# Dell PC going into sleep mode



## dmcg69 (Nov 4, 2003)

Hi people, I have two dell machines one at work and one at home. When left for around 1 hour they go into standby and never come back out again no matter what i do. The monitor light just stays on orange and no longer green. This means i have to power the machine down by holding the on/off button.

Sometime the machines can come out of standby but not often.

Has anyone any idea what might be causing this, seems to be a Dell only thing?

Thanks


----------



## WiiZARD (Jun 23, 2007)

Go to "Control Panel > Power Options", then on the first tab (Power Schemes) you should see a drop-down menu labeled "System standby". Make sure that the drop-down menu reads "Never" then Apply the changed settings and click OK.

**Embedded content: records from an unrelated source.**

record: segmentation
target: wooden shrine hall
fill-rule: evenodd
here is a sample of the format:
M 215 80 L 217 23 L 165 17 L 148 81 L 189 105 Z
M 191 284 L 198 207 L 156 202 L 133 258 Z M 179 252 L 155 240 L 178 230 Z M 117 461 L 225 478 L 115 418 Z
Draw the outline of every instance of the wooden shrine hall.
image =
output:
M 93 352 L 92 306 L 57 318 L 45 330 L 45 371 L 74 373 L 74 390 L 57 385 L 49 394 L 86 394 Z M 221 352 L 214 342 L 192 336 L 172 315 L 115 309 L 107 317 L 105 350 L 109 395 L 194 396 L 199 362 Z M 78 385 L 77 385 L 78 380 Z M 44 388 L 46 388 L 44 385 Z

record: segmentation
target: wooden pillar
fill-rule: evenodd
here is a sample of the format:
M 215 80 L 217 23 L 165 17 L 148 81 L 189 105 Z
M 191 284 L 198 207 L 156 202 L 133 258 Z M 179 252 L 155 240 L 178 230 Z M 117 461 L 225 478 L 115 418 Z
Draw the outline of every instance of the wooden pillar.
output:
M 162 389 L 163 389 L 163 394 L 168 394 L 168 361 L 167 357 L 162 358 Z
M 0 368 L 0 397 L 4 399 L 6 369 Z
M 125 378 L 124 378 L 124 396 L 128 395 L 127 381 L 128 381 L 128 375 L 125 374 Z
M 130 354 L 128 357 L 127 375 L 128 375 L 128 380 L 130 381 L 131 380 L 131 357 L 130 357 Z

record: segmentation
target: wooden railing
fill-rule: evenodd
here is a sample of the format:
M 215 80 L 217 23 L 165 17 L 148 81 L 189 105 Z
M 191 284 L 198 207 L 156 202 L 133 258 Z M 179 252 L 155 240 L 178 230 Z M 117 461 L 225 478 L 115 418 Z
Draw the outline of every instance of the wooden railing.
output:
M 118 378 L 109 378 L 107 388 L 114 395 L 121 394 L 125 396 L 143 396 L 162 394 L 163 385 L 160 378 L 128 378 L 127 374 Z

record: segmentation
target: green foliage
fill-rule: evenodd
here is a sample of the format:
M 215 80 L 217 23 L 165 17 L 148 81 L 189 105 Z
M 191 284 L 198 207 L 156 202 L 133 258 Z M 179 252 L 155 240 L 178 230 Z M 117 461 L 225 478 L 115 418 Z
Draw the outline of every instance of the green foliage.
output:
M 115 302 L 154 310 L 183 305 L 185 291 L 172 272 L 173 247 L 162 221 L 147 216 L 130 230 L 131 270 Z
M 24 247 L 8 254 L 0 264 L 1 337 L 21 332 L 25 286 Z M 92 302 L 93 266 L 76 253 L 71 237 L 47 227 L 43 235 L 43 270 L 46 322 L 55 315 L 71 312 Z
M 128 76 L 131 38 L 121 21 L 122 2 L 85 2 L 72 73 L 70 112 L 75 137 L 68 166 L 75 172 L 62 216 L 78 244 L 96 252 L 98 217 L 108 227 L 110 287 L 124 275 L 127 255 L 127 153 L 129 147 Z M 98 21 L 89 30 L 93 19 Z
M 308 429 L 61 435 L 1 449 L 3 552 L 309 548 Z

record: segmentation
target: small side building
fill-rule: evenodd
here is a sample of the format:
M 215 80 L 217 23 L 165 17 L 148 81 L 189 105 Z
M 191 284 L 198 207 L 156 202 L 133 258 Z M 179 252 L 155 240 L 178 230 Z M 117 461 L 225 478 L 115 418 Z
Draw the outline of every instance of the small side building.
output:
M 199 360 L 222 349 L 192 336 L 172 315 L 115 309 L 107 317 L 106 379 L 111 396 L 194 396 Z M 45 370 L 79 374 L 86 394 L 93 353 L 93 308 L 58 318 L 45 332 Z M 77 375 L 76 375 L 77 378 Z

I also have a DELL (Dimension 8400) and I once accidentally put my system to sleep and I had exactly the same problem as you. ie. I couldn't "wake up" the system to go straight back into Windows, I had to hold the power button and start it up again.


----------



## dmcg69 (Nov 4, 2003)

thanks for your reply but the setting for system standby in currently set to never. I have no idea why its still doing it, even on both pcs!


----------



## pc911 (Jun 19, 2008)

I have been experiencing the same issue on my new dell PC. It is actually quite annoying and I have yet to correct the issue. If I discover some way to resolve the problem I will post it here.


----------



## EnfoToad (Jun 22, 2007)

Have you guys tried to contact Dell? If it is a brand new computer there should be a phone line you can call for tech support? I have googled your problem and it looks like there are a lot of people with the same problem. I can't find any answers.


----------



## win2kpro (Jul 19, 2005)

I don't know if your setting are going to be exactly like the attached pic, but try to set your power scheme as shown in the pic and see if that solves your problem.

Be sure after you make your choices to click APPLY, then click OK.


----------



## EnfoToad (Jun 22, 2007)

What OS do you guys have on the PC? I was looking online and a lot of people say this happens when you have Vista.


----------



## pc911 (Jun 19, 2008)

Yes, I do have windows vista..


----------